Wächter über Augsburg
Was für eine Biografie! Sowohl mit der Milde als auch mit der Schärfe des Alters blickt Bruno Bushart, ehemaliger Direktor der Städtischen Kunstsammlungen Augsburg (1964 bis 1982) an diesem Freitag auf 90 Lebensjahre zurück. Blickt zurück auf seine Gefangennahme 1943 in Sizilien während des Zweiten Weltkriegs und auf seine anschließende Inhaftierung in Tunesien, wo er mit Kreide auf Zeltwand den Grundriss des Kölner Doms skizzierte, um den Mithäftlingen deutsche Kunstgeschichte zu vermitteln.

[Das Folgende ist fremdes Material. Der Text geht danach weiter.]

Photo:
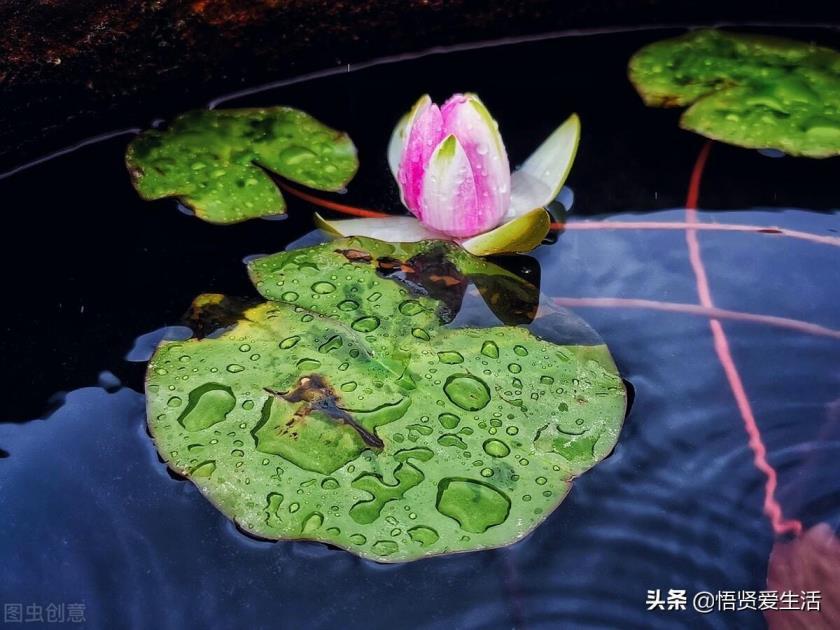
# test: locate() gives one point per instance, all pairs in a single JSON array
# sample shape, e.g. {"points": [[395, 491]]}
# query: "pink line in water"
{"points": [[696, 309], [771, 506], [712, 227]]}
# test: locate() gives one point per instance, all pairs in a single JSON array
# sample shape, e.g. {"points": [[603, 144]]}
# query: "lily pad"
{"points": [[216, 161], [344, 410], [748, 90]]}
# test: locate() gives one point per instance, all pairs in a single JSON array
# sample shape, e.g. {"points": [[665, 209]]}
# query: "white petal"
{"points": [[541, 177], [520, 235], [393, 229], [397, 142]]}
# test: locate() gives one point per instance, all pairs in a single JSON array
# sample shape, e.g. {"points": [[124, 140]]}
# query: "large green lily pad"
{"points": [[215, 161], [343, 410], [752, 91]]}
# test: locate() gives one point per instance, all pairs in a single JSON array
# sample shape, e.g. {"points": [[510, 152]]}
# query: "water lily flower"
{"points": [[453, 174]]}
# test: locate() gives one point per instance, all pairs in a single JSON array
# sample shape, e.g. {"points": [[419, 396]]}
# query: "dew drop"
{"points": [[323, 287]]}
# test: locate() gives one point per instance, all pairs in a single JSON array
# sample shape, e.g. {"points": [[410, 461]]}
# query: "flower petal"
{"points": [[520, 235], [448, 199], [465, 116], [393, 229], [423, 134], [541, 177], [397, 142], [398, 135]]}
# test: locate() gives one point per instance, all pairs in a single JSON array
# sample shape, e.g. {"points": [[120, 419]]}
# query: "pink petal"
{"points": [[423, 136], [448, 198], [467, 118]]}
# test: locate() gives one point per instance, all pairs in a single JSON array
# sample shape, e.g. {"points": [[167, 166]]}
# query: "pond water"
{"points": [[90, 515]]}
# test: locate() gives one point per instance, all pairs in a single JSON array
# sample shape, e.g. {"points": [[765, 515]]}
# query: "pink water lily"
{"points": [[453, 173]]}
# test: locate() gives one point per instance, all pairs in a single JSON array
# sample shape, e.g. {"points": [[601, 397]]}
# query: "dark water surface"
{"points": [[89, 514]]}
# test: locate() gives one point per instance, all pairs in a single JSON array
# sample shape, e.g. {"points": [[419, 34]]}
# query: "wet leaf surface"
{"points": [[748, 90], [344, 410], [216, 161]]}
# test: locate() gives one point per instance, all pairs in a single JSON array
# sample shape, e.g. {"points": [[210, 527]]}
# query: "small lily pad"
{"points": [[216, 161], [344, 410], [748, 90]]}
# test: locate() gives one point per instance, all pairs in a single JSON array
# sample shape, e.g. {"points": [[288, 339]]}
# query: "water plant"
{"points": [[344, 410], [453, 173], [749, 90], [216, 162]]}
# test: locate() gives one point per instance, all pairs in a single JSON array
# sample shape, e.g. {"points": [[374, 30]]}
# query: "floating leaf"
{"points": [[215, 161], [752, 91], [344, 411]]}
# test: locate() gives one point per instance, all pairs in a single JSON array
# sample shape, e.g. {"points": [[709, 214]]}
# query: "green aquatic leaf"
{"points": [[748, 90], [215, 161], [343, 410]]}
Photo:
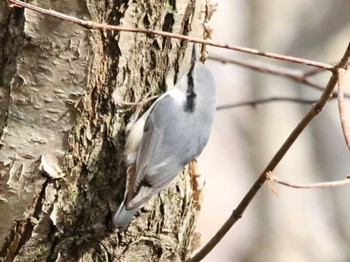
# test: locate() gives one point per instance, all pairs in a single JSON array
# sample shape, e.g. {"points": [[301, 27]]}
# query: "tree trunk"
{"points": [[62, 137]]}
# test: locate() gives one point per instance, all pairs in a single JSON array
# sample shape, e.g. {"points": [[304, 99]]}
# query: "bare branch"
{"points": [[238, 212], [295, 75], [266, 100], [341, 106], [271, 178], [94, 25]]}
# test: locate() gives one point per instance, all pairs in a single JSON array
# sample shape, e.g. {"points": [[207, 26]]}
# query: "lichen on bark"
{"points": [[74, 133]]}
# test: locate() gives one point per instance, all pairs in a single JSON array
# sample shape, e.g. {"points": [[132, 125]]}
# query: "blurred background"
{"points": [[301, 224]]}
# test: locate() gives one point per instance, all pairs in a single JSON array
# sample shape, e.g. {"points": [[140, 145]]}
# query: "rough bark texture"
{"points": [[62, 137]]}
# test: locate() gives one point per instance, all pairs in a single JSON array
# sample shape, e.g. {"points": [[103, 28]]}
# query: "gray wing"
{"points": [[169, 142]]}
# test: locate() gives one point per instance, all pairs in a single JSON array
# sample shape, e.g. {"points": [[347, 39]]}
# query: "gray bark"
{"points": [[62, 137]]}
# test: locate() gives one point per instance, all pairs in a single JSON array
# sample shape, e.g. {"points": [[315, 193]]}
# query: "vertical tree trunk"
{"points": [[62, 137]]}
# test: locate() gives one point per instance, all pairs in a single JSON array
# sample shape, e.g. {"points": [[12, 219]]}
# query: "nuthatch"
{"points": [[170, 134]]}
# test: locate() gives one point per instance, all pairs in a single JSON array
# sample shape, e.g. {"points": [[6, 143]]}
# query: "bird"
{"points": [[169, 135]]}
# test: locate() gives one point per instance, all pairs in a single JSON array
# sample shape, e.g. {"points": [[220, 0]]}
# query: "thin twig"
{"points": [[94, 25], [266, 100], [295, 75], [341, 107], [271, 178], [238, 212]]}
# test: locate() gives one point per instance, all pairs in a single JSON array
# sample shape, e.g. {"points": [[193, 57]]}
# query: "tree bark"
{"points": [[62, 136]]}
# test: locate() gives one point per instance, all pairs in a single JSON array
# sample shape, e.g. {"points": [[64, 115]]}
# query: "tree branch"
{"points": [[238, 212], [266, 100], [341, 106], [94, 25], [295, 75], [271, 178]]}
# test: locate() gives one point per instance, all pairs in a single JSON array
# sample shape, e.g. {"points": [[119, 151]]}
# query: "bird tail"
{"points": [[123, 216]]}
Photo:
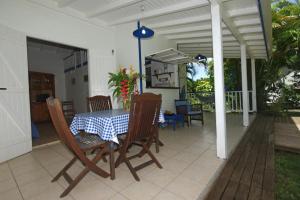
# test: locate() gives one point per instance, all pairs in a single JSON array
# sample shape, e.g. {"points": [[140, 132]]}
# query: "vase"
{"points": [[126, 105]]}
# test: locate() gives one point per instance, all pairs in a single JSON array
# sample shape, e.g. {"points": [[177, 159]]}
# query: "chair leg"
{"points": [[75, 182], [112, 161], [132, 170], [157, 142], [64, 169], [151, 155]]}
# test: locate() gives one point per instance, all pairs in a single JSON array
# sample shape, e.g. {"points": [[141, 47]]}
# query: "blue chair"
{"points": [[189, 111], [173, 119]]}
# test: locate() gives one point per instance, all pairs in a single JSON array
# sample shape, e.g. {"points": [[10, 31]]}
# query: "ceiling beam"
{"points": [[198, 34], [181, 21], [248, 37], [243, 11], [207, 44], [247, 22], [184, 30], [207, 39], [191, 4], [251, 29], [114, 5], [64, 3], [227, 19]]}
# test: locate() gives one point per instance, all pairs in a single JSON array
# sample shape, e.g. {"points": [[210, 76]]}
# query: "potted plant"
{"points": [[124, 85]]}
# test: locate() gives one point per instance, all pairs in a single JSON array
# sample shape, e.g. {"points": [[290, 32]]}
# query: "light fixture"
{"points": [[143, 32], [200, 57]]}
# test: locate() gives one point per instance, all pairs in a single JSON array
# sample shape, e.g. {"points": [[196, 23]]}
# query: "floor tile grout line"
{"points": [[51, 174], [11, 171], [165, 187]]}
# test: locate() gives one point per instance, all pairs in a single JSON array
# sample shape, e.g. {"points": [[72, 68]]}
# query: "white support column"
{"points": [[245, 85], [219, 79], [254, 103]]}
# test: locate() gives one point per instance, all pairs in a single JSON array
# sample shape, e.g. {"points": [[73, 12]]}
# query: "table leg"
{"points": [[112, 160]]}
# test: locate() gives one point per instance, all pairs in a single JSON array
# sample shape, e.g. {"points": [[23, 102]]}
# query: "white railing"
{"points": [[233, 100]]}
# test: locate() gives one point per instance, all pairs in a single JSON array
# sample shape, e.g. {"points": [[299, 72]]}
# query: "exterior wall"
{"points": [[127, 54], [47, 62], [47, 24]]}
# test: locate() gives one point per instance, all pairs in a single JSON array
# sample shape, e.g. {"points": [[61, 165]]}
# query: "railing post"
{"points": [[244, 86], [253, 76], [221, 131]]}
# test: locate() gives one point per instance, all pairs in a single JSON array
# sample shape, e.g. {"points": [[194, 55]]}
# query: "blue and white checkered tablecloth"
{"points": [[107, 124]]}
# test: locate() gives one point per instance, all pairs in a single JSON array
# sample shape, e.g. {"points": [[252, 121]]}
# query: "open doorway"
{"points": [[56, 70]]}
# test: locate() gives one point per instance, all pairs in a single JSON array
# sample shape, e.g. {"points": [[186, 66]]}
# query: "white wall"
{"points": [[48, 62], [47, 24], [78, 92], [127, 54]]}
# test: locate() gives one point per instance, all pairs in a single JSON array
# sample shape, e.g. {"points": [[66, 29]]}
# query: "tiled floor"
{"points": [[188, 158]]}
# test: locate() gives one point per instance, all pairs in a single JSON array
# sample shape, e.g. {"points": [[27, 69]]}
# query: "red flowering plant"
{"points": [[124, 85]]}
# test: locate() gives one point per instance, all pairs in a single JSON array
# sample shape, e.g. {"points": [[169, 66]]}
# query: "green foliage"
{"points": [[231, 74], [287, 167], [285, 53], [115, 81]]}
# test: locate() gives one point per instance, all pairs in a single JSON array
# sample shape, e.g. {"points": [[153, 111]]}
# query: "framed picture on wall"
{"points": [[161, 74]]}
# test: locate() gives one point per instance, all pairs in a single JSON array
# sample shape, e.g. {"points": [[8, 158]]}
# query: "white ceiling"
{"points": [[60, 50], [187, 22]]}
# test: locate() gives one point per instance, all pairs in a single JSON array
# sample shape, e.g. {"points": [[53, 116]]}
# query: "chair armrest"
{"points": [[197, 107]]}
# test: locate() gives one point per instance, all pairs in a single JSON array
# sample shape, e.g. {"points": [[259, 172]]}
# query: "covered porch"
{"points": [[188, 157]]}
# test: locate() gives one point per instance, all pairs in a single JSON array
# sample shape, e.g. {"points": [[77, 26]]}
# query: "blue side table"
{"points": [[173, 119]]}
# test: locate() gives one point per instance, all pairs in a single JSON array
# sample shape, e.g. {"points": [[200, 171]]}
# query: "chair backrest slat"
{"points": [[98, 103], [143, 118]]}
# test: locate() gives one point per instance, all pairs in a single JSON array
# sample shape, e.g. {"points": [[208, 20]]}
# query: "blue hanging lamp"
{"points": [[141, 33], [200, 57]]}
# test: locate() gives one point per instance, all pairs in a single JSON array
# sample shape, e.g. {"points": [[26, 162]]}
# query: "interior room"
{"points": [[55, 70]]}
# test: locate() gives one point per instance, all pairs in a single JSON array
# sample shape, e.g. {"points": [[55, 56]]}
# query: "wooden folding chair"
{"points": [[142, 127], [98, 103], [68, 110], [79, 145]]}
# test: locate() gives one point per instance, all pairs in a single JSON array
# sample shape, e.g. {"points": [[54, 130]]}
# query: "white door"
{"points": [[15, 125]]}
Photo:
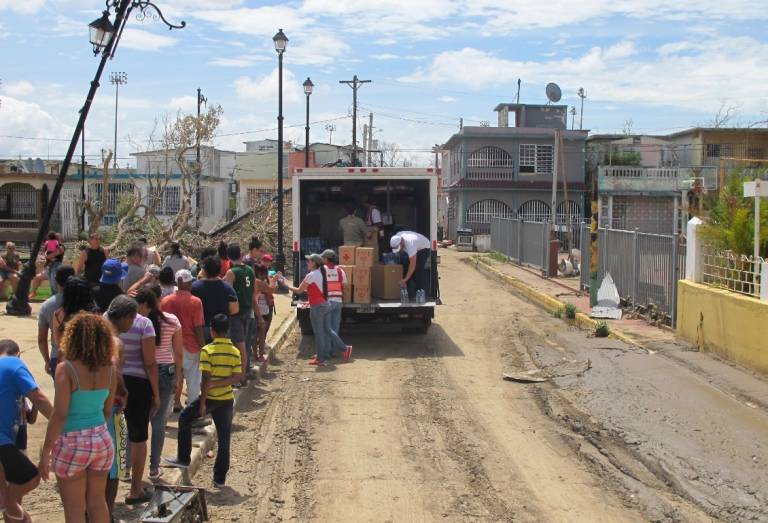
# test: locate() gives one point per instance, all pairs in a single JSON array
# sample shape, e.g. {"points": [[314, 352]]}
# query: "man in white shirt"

Blickt zurück auf seine anschließende Verfrachtung in die USA, wo er abermals in der "Lager-Universität" Kunsthistorie - und das auf Sizilien angeeignete Italienisch - lehrte, aber auch einen Sperrholz-Kontrabass erstand, der ihm dann 1947, beim Rücktransport nach Deutschland, ob der Maße Transport-Schwierigkeiten bescherte. Erst im Hafen von New York, später in Frankreich wollte ihm das Kriegsgewinner-Militär die Mitnahme verweigern; doch beide Male setzte sich Bruno Bushart unter Appellen an das Kultur-Bewusstsein und unter Sympathiebekundungen der Umstehenden durch - was seine herzensgebildete, stets gastfreundliche Ehefrau "Mirl" noch heute mit den Worten kommentiert: "Hartnäckig war er schon immer!"
Dass dieser Kontrabass auch als Versteck für Zigaretten als deutsches "Startkapital" diente, die weder in den USA, noch in Frankreich entdeckt wurden, aber dann im Zug von Heilbronn ins heimatliche Ellwangen; dass sich Bushart mit Tanzmusik und Jazz auf eben diesem Kontrabass durch AFN-Radio-Übertragungen sein Münchner Kunstgeschichtsstudium verdiente, das sei hier nur am Rande vermerkt.
Ausstellungen von nationalem Rang
Was nach dem Studium und erster Berufserfahrung an der Staatsgalerie Stuttgart folgte, ist maßstabsetzend in Augsburg bis heute: Neuordnung der Museenlandschaft mit Einrichtung der Barockgalerie, Ausstellungen von nationalem Rang ("Hans Holbein d. Ä.", "Welt im Umbruch", "Jan Liss", "Augsburger Barock"). Obwohl oder weil Bushart Anfang der 70er Jahre der Stadt einen 100 000-Mark-Ankaufsetats für die Kunstsammlungen abtrotzte, nannte Alt-OB Breuer ihn ein "kulturgeschichtliches Ereignis".
Dessen Ruhm mehrte sich nicht zuletzt durch viele beispielhafte Publikationen, worunter Busharts umfassende Mitarbeit am Handbuch der deutschen Kunstdenkmäler ("Dehio") die wohl breitenwirksamste ist. 1978 wurde der Barock- und Renaissance-Spezialist Münchner Honorarprofessor, 1983 erhielt er die Augsburger Ehrendoktor-Würde, 1994 erschien seine weit beachtete, umfangreiche Monografie über die Augsburger Fuggerkapelle bei St. Anna.
Eine weitere Großtat Busharts war eine Verhinderung: In heiligem Zorn enttarnte er 1968 reihenweise Augsburger Lokalpolitiker, die das von Elias Holl vollendete Zeughaus an einen Kaufhaus-Konzern verscherbeln wollten. Bushart damals: "Meine Generation war aus dem Krieg heimgekommen, um festzustellen, dass die Zerstörung unserer Kulturdenkmäler auch ohne Bomben weiterging."
Diese Zivilcourage 1968 sowie Busharts beharrliche Appelle über die Jahre hinweg bis heute, dass Augsburg vor allem aus jener Zeit Geltung, Ansehen und "Kapital" zu beziehen habe, als die Stadt zwischen dem 15. und frühen 18. Jahrhundert tatsächlich Weltkunst hervorbrachte - eben diese beiden Überzeugungen lassen in Verbindung mit Gratulationen auf das Herzlichste nur einen Schlusssatz zu: Es müsste mehr Menschen geben von jener Langsicht und von jenem Wertebewusstsein, wie sie Bruno Bushart besitzt.